Or how about when he claimed to be a “lifelong” Chicago White Sox fan in 2010 and couldn’t name his favorite player growing up? Really?

Sports always has been used by politicians of both parties to seem like they’re just “regular folks.”

But they’re not and never will be. Politicians are a different sort of people who aren’t going to be sitting in the bleachers or scoring the game at home. Mixing the worlds of politics and sports, to quote Adam Sandler, is “just not good policy.”

Hillary Clinton, when she carpetbagged her way into the U.S. Senate in 2000, claimed she was a lifelong New York Yankees fan. Sure, we believe you. Name the first six batters in the 1927 Yankees’ lineup that bashed opponents into submission, and that might be a believable claim.

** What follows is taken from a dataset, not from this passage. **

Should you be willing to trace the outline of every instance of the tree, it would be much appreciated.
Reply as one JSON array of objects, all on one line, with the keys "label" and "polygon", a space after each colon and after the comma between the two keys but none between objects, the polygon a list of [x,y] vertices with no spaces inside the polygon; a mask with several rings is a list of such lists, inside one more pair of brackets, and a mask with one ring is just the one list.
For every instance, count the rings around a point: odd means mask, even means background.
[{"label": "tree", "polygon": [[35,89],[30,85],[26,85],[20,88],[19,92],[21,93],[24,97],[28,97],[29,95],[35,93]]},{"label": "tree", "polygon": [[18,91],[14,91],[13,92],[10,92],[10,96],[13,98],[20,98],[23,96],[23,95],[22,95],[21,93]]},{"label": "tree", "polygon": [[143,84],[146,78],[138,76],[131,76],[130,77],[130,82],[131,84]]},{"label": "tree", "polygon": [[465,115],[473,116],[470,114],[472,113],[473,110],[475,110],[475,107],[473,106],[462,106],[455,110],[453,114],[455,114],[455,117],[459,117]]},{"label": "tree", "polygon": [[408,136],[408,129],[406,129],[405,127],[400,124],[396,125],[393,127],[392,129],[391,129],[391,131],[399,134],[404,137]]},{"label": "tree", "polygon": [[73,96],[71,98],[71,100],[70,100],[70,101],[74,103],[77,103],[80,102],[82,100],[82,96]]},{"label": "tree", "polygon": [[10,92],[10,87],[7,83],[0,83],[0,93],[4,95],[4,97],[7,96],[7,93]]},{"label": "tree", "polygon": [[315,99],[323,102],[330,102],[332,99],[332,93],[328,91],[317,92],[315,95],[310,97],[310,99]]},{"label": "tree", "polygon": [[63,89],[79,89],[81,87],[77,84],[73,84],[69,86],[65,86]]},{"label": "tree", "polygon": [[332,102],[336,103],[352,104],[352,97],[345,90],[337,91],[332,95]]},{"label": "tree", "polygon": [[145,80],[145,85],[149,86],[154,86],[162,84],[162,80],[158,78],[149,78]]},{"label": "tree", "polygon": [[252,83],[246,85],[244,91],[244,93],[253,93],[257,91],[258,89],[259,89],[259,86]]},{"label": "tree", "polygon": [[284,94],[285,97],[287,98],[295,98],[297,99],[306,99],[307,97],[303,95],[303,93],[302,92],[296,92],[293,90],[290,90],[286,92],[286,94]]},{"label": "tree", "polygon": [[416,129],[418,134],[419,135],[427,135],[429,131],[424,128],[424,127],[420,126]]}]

But it isn’t just politicians insinuating themselves into the sporting world. Sometimes, a politician gets dragged into it without asking.

When Auburn University graduate Fob James was elected governor in Alabama — once as a Democrat and once as a Republican — University of Alabama alumni were frightened that he would cut funding to his alma mater’s archrival.

Or when Mitt Romney was asked if he liked Auburn or Alabama better on the eve of the Alabama Republican primary last week. Talk about stupid questions.

Sports is supposed to be a welcome escape from life’s travails, not a place where politicians can harvest votes by projecting a veneer of regularity. The unemployment rate is stuck on 8 percent, the federal debt bigger than a defensive tackle’s waistline, gas prices are rising to unprecedented levels and entitlement programs are in need of serious reform. Our political class has shown a minimal interest in offering any real solutions for these problems.

And yet we care about what teams they claim to root for when we enter the voting booths?

If so, we’ve got bigger problems to worry about it.